Dancer In The DarkThe least everyone could agree on Lars von Trier’s Dancer in the Dark (2000), without getting into a debate about its artistic merit, is that it is a work of immense range. Juxtaposing Dogme-styled kitchen sink ultra-realism with musical numbers replete with chorus dancers, it ambitiously attempts to marry genres that are positioned at the opposite ends of a spectrum. It’s a marriage that is perhaps doomed by construct, but in Trier’s film it is intended to be an unholy, internecine union. The flights of musical fantasy that Selma (Björk) launches into, like the stripped scenery of Dogville (2003), serve as Epic Theatrical devices that seek to thwart audience’s uncritical surrender to the film’s drama and continually remind them of the artificiality of the film’s construction. That even such a blatant disfiguration of the film’s tonal integrity doesn’t successfully prevent the audience from total emotional identification with Selma is less an indicator of the film’s conceptual failure than a demonstration of why a multi-generic cinema, like Bollywood, works on the same audience-character dynamic as the straightforward genre entries of the West and why a mixed-mode narrative doesn’t necessarily avoid the pitfalls of Realism.

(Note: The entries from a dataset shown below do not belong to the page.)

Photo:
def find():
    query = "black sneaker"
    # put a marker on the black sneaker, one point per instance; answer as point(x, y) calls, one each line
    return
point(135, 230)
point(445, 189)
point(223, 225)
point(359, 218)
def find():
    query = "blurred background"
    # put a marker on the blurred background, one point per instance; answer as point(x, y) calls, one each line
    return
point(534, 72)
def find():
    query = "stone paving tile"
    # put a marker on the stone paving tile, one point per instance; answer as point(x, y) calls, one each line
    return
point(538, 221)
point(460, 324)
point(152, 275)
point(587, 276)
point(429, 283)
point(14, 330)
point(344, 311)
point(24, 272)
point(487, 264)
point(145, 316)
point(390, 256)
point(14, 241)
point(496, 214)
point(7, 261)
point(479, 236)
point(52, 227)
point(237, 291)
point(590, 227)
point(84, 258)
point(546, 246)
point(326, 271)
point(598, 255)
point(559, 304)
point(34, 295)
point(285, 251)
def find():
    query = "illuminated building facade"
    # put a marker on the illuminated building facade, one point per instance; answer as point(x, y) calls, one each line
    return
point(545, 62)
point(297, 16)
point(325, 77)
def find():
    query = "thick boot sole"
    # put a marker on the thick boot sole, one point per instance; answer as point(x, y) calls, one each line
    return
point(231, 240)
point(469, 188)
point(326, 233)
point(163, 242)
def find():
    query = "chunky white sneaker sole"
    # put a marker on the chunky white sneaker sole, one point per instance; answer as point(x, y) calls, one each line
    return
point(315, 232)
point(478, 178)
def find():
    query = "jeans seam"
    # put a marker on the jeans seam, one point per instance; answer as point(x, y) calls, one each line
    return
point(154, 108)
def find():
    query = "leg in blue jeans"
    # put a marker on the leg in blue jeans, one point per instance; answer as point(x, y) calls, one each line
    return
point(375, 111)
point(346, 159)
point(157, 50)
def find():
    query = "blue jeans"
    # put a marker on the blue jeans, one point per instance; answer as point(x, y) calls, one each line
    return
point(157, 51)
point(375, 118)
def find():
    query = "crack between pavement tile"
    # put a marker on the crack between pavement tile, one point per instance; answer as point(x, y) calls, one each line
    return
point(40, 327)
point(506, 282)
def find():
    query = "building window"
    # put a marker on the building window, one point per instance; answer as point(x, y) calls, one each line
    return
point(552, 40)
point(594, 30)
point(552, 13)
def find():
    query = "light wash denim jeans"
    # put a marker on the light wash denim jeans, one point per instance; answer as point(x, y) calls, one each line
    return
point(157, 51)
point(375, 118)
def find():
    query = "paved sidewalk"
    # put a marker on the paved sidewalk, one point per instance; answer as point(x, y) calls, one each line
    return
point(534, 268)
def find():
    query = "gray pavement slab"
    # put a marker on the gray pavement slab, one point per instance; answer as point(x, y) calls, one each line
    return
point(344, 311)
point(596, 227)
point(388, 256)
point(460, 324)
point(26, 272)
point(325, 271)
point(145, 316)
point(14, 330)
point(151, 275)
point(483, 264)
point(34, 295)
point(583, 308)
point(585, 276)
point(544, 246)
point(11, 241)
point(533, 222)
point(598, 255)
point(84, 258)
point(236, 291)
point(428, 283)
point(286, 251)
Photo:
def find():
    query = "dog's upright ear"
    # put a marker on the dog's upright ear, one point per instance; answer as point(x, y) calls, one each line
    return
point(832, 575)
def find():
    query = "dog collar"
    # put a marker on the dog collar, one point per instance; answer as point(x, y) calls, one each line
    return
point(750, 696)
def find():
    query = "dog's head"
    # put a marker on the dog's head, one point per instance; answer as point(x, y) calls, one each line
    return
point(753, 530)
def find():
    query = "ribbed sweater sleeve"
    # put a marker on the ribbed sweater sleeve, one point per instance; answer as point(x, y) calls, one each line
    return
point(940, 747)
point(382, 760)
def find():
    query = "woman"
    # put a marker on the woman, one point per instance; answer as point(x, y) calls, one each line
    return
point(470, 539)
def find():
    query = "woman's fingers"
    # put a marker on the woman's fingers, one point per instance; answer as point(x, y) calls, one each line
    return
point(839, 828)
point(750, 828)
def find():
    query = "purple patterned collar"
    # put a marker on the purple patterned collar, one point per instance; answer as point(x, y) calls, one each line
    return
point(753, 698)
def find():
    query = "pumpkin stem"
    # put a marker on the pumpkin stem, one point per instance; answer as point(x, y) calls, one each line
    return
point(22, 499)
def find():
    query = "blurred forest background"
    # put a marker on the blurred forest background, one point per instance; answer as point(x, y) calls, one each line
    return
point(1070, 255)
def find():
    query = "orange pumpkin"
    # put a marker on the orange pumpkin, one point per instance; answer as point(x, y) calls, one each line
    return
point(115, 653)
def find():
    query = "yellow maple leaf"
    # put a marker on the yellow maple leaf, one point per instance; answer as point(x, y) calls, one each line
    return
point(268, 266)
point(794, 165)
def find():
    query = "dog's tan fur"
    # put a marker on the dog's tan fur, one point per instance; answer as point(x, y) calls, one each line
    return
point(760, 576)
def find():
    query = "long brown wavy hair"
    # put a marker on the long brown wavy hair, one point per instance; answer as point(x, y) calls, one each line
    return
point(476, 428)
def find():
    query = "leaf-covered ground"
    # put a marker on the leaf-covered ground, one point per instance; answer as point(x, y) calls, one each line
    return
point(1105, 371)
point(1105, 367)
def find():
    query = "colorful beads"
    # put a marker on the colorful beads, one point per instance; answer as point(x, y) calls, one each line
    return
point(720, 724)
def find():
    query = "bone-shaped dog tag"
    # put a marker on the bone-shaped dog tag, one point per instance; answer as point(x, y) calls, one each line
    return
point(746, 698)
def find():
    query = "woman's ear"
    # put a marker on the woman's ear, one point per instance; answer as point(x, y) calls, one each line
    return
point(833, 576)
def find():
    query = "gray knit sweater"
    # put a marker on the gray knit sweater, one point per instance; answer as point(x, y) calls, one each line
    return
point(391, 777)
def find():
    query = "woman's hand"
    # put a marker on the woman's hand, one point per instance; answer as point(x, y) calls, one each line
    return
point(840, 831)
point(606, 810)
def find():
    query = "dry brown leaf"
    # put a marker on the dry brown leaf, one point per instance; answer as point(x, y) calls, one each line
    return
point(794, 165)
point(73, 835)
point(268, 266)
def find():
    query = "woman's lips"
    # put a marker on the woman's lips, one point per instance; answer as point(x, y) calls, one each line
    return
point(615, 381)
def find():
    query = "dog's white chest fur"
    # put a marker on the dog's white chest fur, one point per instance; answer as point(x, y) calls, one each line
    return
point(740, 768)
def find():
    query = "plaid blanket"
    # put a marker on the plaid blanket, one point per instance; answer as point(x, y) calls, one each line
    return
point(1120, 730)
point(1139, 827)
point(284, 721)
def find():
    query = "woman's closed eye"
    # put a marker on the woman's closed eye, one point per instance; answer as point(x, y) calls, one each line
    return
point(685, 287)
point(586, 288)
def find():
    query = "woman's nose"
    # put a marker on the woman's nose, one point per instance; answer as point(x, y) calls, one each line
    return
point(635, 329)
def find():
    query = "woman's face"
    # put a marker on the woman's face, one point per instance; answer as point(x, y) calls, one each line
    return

That’s because von Trier the screenwriter is an incurable melodramatist (tempered by von Trier the director), who, by heaping misery upon his protagonists, makes sure that there’s not a single dry eye in the house. (Unsurprisingly, he cites Douglas Sirk as a major inspiration here, but I’d think Sirk’s assimilation of Brecht’s method is a tad more successful). On the other hand, as a musical, von Trier’s film leaves a lot to be desired. He shoots musical numbers like action scenes (in contrast to Peckinpah, who shoots action scenes like musical numbers), forgetting that the secret to a great musical number lies in the Bazinian conquest of space and not time.